With about a half-dozen people queued behind me with their own questions, I heard paged to our gate Catriona LeMay Doan, the Olympian. I suspect she was awaiting an upgrade, and so I was not surprised to see a tall, strikingly athletic woman materialize immediately at my side, and she quickly walked forward to approach the agent.
"Hey! There's a line here!" one woman yelled. "Wait your turn!" snapped another man. Ms Doan stopped in her tracks.
Now, I believe that I was, at that moment, in the midst of a genuine Canadian incident, one way or another. Were the angry individuals behind me not ready to make a concession to social hierarchy? I actually think that, as stressed as they were, they did not recognize Ms Doan, had not heard Air Canada summon her.

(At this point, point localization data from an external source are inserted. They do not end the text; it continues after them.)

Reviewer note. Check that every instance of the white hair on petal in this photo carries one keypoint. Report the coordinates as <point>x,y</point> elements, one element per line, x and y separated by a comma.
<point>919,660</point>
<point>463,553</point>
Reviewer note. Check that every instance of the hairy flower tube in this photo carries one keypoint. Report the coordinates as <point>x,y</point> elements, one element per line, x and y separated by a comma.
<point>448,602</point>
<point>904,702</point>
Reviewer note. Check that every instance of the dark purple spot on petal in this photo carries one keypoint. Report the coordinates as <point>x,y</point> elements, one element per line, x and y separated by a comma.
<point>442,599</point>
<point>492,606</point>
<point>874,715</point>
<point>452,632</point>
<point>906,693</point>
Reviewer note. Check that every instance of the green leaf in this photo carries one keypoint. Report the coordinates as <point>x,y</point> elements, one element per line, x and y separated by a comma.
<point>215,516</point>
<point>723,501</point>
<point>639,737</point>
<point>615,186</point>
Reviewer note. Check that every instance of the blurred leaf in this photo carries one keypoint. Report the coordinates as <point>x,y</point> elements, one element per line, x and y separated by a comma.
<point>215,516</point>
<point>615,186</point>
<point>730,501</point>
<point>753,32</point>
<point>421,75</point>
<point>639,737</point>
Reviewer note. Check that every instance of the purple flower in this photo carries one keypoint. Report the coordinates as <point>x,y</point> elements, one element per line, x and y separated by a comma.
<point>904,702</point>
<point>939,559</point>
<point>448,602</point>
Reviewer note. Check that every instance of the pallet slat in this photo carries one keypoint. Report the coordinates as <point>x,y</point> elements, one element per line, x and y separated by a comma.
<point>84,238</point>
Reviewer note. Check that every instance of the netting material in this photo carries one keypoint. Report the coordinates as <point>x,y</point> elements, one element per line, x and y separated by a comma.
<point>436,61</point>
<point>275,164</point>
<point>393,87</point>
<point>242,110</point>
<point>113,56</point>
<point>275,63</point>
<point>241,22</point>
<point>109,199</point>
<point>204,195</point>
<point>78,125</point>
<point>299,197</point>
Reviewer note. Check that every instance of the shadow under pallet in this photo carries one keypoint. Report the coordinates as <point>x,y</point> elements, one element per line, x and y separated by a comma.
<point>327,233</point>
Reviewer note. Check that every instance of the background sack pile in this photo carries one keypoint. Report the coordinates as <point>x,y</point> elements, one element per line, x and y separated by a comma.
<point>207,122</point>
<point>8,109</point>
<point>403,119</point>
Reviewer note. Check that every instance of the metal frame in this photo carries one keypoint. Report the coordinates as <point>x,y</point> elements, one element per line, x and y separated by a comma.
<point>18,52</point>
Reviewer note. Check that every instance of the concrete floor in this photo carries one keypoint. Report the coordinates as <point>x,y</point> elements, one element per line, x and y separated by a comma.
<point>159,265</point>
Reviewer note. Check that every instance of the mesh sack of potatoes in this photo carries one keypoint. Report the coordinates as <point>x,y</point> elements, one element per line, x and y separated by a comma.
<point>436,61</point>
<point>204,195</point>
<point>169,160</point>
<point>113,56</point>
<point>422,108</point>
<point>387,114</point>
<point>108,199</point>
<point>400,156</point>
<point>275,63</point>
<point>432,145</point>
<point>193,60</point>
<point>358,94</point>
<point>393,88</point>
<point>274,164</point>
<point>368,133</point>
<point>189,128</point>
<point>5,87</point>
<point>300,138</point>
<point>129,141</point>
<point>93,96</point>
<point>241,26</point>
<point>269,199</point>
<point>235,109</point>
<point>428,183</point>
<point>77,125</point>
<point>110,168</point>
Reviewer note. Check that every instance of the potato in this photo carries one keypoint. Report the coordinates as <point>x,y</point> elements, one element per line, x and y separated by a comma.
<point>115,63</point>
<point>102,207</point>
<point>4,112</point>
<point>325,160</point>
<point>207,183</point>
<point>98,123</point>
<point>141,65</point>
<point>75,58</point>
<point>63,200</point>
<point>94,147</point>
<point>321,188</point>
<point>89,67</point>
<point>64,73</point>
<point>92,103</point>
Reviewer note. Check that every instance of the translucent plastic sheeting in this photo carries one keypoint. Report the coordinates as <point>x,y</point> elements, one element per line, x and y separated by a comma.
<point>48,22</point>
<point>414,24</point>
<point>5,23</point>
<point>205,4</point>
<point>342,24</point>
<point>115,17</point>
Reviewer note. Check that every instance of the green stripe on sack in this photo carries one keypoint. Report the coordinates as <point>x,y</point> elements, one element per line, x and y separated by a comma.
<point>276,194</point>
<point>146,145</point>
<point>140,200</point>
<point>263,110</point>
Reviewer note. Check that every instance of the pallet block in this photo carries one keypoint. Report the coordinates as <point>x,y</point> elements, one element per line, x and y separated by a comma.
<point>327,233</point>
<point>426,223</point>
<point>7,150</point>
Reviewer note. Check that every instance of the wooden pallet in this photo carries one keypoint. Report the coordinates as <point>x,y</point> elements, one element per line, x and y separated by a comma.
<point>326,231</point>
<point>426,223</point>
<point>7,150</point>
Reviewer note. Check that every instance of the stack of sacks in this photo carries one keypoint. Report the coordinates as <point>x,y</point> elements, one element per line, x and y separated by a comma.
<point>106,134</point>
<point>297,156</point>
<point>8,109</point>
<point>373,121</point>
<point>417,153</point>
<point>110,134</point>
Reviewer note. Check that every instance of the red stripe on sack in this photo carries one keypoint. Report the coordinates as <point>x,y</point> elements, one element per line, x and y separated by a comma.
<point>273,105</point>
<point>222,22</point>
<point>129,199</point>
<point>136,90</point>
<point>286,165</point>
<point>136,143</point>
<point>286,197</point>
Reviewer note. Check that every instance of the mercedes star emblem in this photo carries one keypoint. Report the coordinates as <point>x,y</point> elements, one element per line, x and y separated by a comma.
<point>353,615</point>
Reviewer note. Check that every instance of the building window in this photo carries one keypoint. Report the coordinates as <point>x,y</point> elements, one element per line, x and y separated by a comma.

Was Ms Doan, a legend in Canadian sports, deferring to the angry mob in a way that, say, an American celebrity might never do?
Ever the Canadian gentleman, of course, I stepped in. "Folks," I said. "She's been paged." We made eye contact for a moment -- I wish she'd thanked me, I must admit -- and the multiple gold medalist passed on without further comment.
Now, without that simple courtesy, itself a profoundly Canadian gesture, might Ms Doan have been overtaken by an angry mob? Unlikely. But during that interminable wait for the hydraulic cauldron to assemble itself in Vancouver on Friday night, I liked to imagine that I helped contribute to the health and good fortune she has experienced, the series of events that brought her, over the period of the past eighteen months, to stand again in front of a world-wide audience. Happy to have been of assistance, ma'am.
The announcers for NBC coverage of the Opening Ceremonies at the Winter Olympics marveled at the participation of prominent Canadians from different walks of life. And I wondered, of course, that, if one had heard Sarah McLachlan, would one know Romeo Dallaire? Would one who remembered Betty Fox have ever seen Steve Nash play? Do people have albums from both Measha Brueggergosman and k.d. lang? I too often hear the cultural snobbery (or reverse cultural snobbery) of people who claim to be ignorant of certain elements of our culture, popular or otherwise. My brush with Ms Doan in Toronto was made possible because someone who spent his formative years locked away in a library still places great importance on maintaining his cultural literacy. While it might be to some a badge of honor to not know who is Britney Spears, that is, to me, as puzzling as being proud never to have spent money to watch a subtitled film in a theater. What I took from Friday night is a reminder that our citizenship is rooted in an awareness of all elements of our culture.